I also found out something interesting off of another forum, and that is that the liquid filled fuel pressure gauges do not work very well under the hood because of the high heat. It seems that they do just what I have been stating mine is doing. Any one else heard about this?

Well it does seem that I have several items to check on. Thanks Jetstang and all of the rest that replied.:cheers


----------



## Rukee (Feb 8, 2007)

69-JUDGE said:


> Does any one make a high volume mechanical fuel pump for this car that uses a return line?
> 
> I also found out something interesting off of another forum, and that is that the liquid filled fuel pressure gauges do not work very well under the hood because of the high heat.
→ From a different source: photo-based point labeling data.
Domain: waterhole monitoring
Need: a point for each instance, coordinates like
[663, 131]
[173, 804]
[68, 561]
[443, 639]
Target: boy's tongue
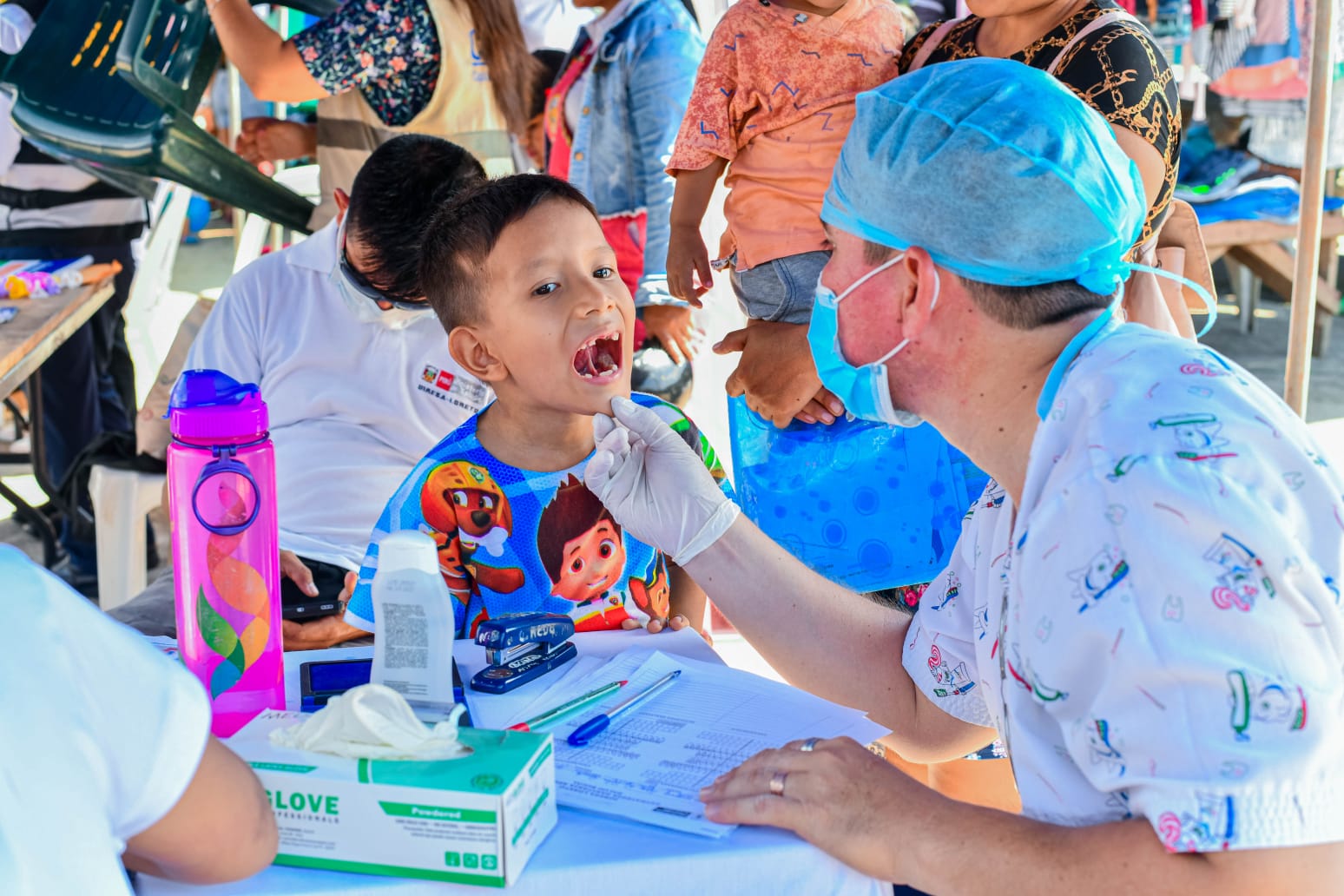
[594, 360]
It seems that they do just what I have been stating mine is doing. Any one else heard about this?
> 
> Well it does seem that I have several items to check on. Thanks Jetstang and all of the rest that replied.:cheers


What happens when you just drive the car?? Is it really running out of fuel??
And you could run a fuel hose to relocate the fuel gauge inside the car temporarily to see if the pressure still drops.


----------



## 69-JUDGE (Jun 27, 2009)

Rukee said:


> What happens when you just drive the car?? Is it really running out of fuel??
> And you could run a fuel hose to relocate the fuel gauge inside the car temporarily to see if the pressure still drops.


I have not driven the car as yet, so I don't know. So far it is not shuting down in the garage, although it did start ideling roughly a couple of times. I guess I should say rougher than usual.


----------



## 69-JUDGE (Jun 27, 2009)

Well you learn something new every day. I drained the glycerin out of the gauge and it worked correctly. Took the GTO out for a little test spin Sunday. After 22 months of no GTO It felt very very good to be out in it again.

One thing that I did notice by watching the gauge is that I have 5 to 6 psi at start up but after the engine is warmed up and running for a while, the pressure drops to 3 1/2 to 4 psi. Do you think that I still may have a problem? The pump is feeding 2 four barrel carbs. Also I noticed that a few minutes after engine shut down the fuel pressure drops to zero. Is this normal?

The car ran well and did not act like it wanted to stall, but I did not drive it hard as I wanted all the fluids to circulate, after sitting so long.


----------



## Eric Animal (Oct 28, 2007)

Score....a good call Rukee! 4 psi seems a little low. If it is running good, don't mess with it.


----------



## Rukee (Feb 8, 2007)

4 lbs is fine, as long as it can pump the volume needed at that pressure. As long as it doesn't puke out when at WOT you're golden.


----------



## Eric Animal (Oct 28, 2007)

:agree


----------



## jetstang (Nov 5, 2008)

On holley carbs, 5 psi was almost too much and would push through needle and seats. If the low pressure is bothering you, just remove the gauge, ignorance is bliss!


----------



## 69-JUDGE (Jun 27, 2009)

Eric Animal said:


> Score....a good call Rukee! 4 psi seems a little low. If it is running good, don't mess with it.





Rukee said:


> 4 lbs is fine, as long as it can pump the volume needed at that pressure. As long as it doesn't puke out when at WOT you're golden.





jetstang said:


> On holley carbs, 5 psi was almost too much and would push through needle and seats. If the low pressure is bothering you, just remove the gauge, ignorance is bliss!


I guess I'm getting a little gun shy because of the many things that have gone wrong with this GTO in the past. After reading what you guys and others have stated, as well as my own experience, I'm going to run with it the way that it is and keep an eye on it. The main thing is that the car is running! I won't be going full throttle for awhile because of the brake booster problem anyway and I still need to fine tune everything. Thanks guys for all the help.


----------